Far better to let multiple teams—preferably more than two—develop different designs, each with its own integrity and viability. Then let states select the approach that suits them. Let Congress decide how to revise NCLB/ESEA to take account of these new assessments. Let NAEP continue to serve as external auditor—and comparer—of states’ performance, regardless of what they use for their own tests. Let’s see what works. Let’s encourage some experimentation. Let’s allow pears to be separate from mangoes. Let’s avoid fruit salad.
Then there is the awkward, sensitive matter of Professor Darling-Hammond and her earnest, deep, and well-reasoned view that assessment is mainly for the purpose of improving instruction, not for tallying, ranking, evaluating, judging, or scoring. Indeed, she seems none too interested in external standards or in aligning assessments with them. Were there to be but one single new assessment, and were she to play a leadership role in that project (as we must assume would happen), the assessment that results would not likely foster either stronger student achievement or better results-based accountability.
One clue: The Palo Alto charter school most prominently identified with Ms. Darling-Hammond (and, indeed, with the Stanford ed school) has produced abysmal results on the current California state test. So abysmal that its charter is not being renewed. We suspect that this school is a cheerful place full of eager teachers, plenty of portfolios, performances and formative feedback, maybe even contented, fulfilled students. The problem is that they’re not learning what the state of California, in its wisdom, has said they ought to learn.
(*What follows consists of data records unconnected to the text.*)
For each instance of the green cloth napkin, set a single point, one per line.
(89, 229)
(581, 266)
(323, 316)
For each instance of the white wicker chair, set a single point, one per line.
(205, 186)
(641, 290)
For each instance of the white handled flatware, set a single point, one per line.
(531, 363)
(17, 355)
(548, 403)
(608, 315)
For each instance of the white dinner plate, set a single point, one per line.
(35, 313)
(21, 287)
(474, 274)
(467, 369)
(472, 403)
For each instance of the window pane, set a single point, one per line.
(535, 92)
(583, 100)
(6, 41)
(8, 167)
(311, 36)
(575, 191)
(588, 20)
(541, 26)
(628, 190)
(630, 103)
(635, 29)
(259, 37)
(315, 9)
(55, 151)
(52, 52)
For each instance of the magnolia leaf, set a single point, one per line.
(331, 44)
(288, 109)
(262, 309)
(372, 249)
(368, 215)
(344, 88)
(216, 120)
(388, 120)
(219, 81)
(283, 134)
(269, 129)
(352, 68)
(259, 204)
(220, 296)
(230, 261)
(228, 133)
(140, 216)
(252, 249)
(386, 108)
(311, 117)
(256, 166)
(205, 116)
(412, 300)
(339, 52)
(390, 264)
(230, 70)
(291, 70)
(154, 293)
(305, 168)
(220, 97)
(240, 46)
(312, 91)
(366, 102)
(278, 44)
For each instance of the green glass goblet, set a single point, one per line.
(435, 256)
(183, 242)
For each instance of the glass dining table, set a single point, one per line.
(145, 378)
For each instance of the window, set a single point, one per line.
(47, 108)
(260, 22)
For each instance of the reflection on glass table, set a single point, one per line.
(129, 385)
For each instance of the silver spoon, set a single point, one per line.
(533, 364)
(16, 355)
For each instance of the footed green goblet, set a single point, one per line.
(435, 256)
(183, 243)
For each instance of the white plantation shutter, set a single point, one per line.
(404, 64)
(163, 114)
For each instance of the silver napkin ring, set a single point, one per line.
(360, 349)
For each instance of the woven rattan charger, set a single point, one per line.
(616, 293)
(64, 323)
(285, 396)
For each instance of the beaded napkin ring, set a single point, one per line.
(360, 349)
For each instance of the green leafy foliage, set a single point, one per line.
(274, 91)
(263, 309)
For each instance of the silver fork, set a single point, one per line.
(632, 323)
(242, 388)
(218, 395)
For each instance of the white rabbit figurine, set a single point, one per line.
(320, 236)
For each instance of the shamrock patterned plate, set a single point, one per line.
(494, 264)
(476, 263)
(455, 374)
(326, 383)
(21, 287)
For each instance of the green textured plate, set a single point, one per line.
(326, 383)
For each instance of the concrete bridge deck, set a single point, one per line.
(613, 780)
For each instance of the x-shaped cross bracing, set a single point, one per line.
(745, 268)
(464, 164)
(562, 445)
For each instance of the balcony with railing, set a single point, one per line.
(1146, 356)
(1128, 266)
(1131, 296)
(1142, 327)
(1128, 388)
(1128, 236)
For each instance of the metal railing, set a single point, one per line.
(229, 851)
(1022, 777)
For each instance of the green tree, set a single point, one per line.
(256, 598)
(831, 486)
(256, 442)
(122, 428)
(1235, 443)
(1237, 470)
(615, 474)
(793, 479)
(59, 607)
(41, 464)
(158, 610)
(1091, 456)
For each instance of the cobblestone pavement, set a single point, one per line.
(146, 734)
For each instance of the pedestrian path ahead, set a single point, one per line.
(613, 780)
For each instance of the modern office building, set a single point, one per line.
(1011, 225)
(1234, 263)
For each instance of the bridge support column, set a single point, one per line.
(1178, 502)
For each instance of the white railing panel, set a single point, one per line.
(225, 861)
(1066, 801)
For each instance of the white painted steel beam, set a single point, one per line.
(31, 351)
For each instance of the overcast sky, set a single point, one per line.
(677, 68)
In a matter of months, the “Common Core” state standards initiative is going to finalize its version of what young Americans ought to learn. We don’t know what the final edition will look like or whether we’ll like it. But the March draft was good, better than I for one expected, and I foresee many states concluding—round two Race to the Top applicants are supposed to conclude this by August—that the “common core” standards are superior to what they’ve been using.
That’s a promising but risky move for American education, one far too important to compromise with a single, flawed new assessment system that tries to serve too many different purposes, that confuses peaches with pineapples, and that is designed in large measure by a respected academic who has many virtues but who also has a lackluster track record when it comes to kids actually learning.